日本最大のツルの飛来地としても知られる鹿児島県出水市。車で走っているとツルの標識やオブジェがあちこちに現れます。そんなツルの里で4代に渡ってかんきつを手がけるのは、宮脇果樹園の皆さんです。現在、宮脇家の4代目にあたるご長男 聖さんと次男の拓巳さん、そしてお父様の正隆さんとお母様の4人で10haのかんきつを栽培。出荷組合や個人直販などを通じて販売していらっしゃいます。品種構成は、崎久保、田口、興津、宮川といった早生温州や甘夏、河内晩柑、デコポンなど。「安全・安心でおいしいものを、消費者の手が届きやすい価格で」が宮脇果樹園のコンセプトです。
そのためには何が問われるのか。まずお父様の正隆さんに伺いました。

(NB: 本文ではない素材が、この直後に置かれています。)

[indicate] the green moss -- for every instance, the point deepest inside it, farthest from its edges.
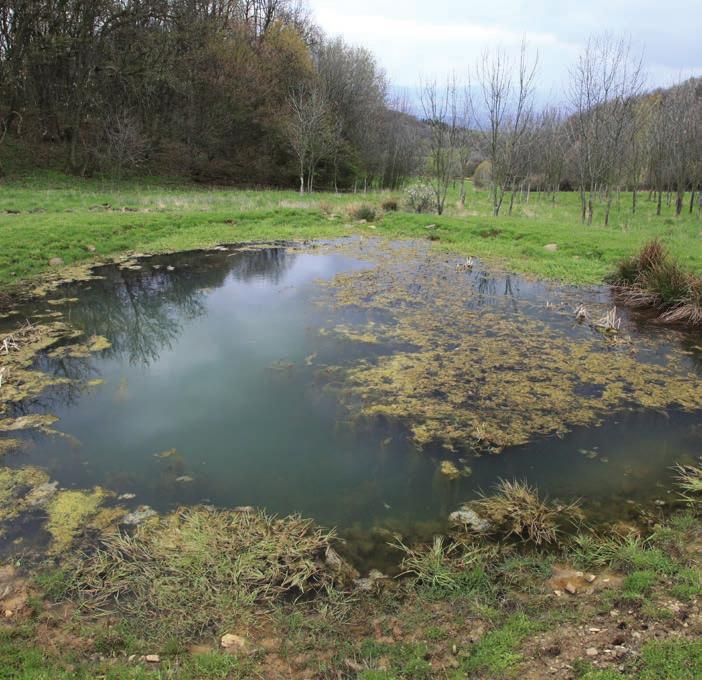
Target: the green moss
(638, 585)
(497, 652)
(461, 373)
(16, 486)
(70, 512)
(672, 659)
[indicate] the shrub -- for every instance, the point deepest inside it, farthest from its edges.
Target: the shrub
(362, 212)
(420, 198)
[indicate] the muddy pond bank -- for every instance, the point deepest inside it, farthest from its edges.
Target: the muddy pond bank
(371, 386)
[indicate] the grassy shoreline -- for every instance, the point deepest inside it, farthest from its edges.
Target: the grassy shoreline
(80, 220)
(497, 607)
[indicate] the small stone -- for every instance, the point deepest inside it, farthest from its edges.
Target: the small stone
(469, 519)
(229, 641)
(142, 513)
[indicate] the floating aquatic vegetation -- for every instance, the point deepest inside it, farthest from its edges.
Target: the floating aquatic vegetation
(449, 469)
(166, 454)
(7, 445)
(61, 301)
(610, 322)
(18, 351)
(95, 343)
(38, 422)
(364, 334)
(72, 512)
(194, 571)
(16, 491)
(459, 373)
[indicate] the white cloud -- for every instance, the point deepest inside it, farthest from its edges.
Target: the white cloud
(415, 39)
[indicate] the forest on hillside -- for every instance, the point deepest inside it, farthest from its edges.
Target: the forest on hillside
(213, 89)
(252, 92)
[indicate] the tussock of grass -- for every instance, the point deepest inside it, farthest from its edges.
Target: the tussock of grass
(444, 565)
(362, 211)
(516, 510)
(194, 571)
(626, 553)
(654, 279)
(689, 481)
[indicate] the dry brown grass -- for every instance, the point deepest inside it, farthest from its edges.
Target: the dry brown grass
(515, 510)
(198, 570)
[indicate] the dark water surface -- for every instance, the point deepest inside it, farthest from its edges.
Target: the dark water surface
(221, 358)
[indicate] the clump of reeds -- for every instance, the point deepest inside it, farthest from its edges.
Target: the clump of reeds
(362, 211)
(653, 279)
(516, 510)
(610, 322)
(689, 481)
(441, 564)
(194, 572)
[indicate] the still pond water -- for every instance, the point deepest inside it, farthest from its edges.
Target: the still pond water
(219, 356)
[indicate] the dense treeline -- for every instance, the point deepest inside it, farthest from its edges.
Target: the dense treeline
(210, 88)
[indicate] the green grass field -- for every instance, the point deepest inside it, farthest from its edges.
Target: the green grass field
(53, 215)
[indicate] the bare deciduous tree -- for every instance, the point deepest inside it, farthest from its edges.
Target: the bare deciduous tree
(603, 89)
(309, 132)
(440, 114)
(504, 113)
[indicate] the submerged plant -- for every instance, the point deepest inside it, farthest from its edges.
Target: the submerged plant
(440, 564)
(653, 279)
(628, 553)
(610, 322)
(195, 571)
(516, 510)
(689, 480)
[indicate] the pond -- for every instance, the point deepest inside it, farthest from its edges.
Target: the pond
(334, 379)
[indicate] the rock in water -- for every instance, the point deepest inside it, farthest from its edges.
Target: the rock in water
(142, 513)
(234, 643)
(470, 519)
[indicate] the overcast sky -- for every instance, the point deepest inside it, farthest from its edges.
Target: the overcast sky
(414, 40)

「まず園地選び。土質や排水性、日照条件などがポイントです。それとつくりやすい品種選びも大事」。正隆さんは「うちは他の果樹園とくらべて、かんきつの樹勢が弱い」と言います。というのも、ストレスをかけて食味を向上させるためなのだとか。「チッソを抑えめにした施肥体系で、灌水量も他園の半分程度。樹勢は弱くなりますが、糖度や食味が上がります」。
品質向上のために欠かせない病害虫防除について、いちばんの問題害虫はチャバネアオカメムシなどの「カメムシ」と皆さん声を揃えます。秋口に多発し、吸汁加害されると商品として致命傷につながるのだとか。
宮脇果樹園では、ローテーション防除の中で、5月中旬に1回、8月のお盆過ぎに1回、アグロスリン乳剤をスピードスプレイヤーで散布していらっしゃいます。
「カメムシ防除はアグロスリン乳剤が柱なんです。まず5月に散布して密度を下げておく。それでピークを迎える前の8月に2回目を散布します。これでばっちり抑えられる。5月の訪花害虫や夏場のチャノキイロアザミウマも同時に防除できる万能さも助かっていますね」と話すのは聖さんと拓巳さん。速効性による安心感はピカイチだよね、とお二人は顔を見合わせます。「アグロスリン乳剤を散布していると、途中でスピードスプレイヤーにカメムシが何匹も落ちているのに気付くんです」。
アグロスリン乳剤はお父様の代から活躍する宮脇果樹園の定番剤。害虫の抵抗性発達もなく、親子2代に渡って愛用されています。これからも「おしいいものを消費者に届けたい」という宮脇果樹園の想いを支え続けることでしょう。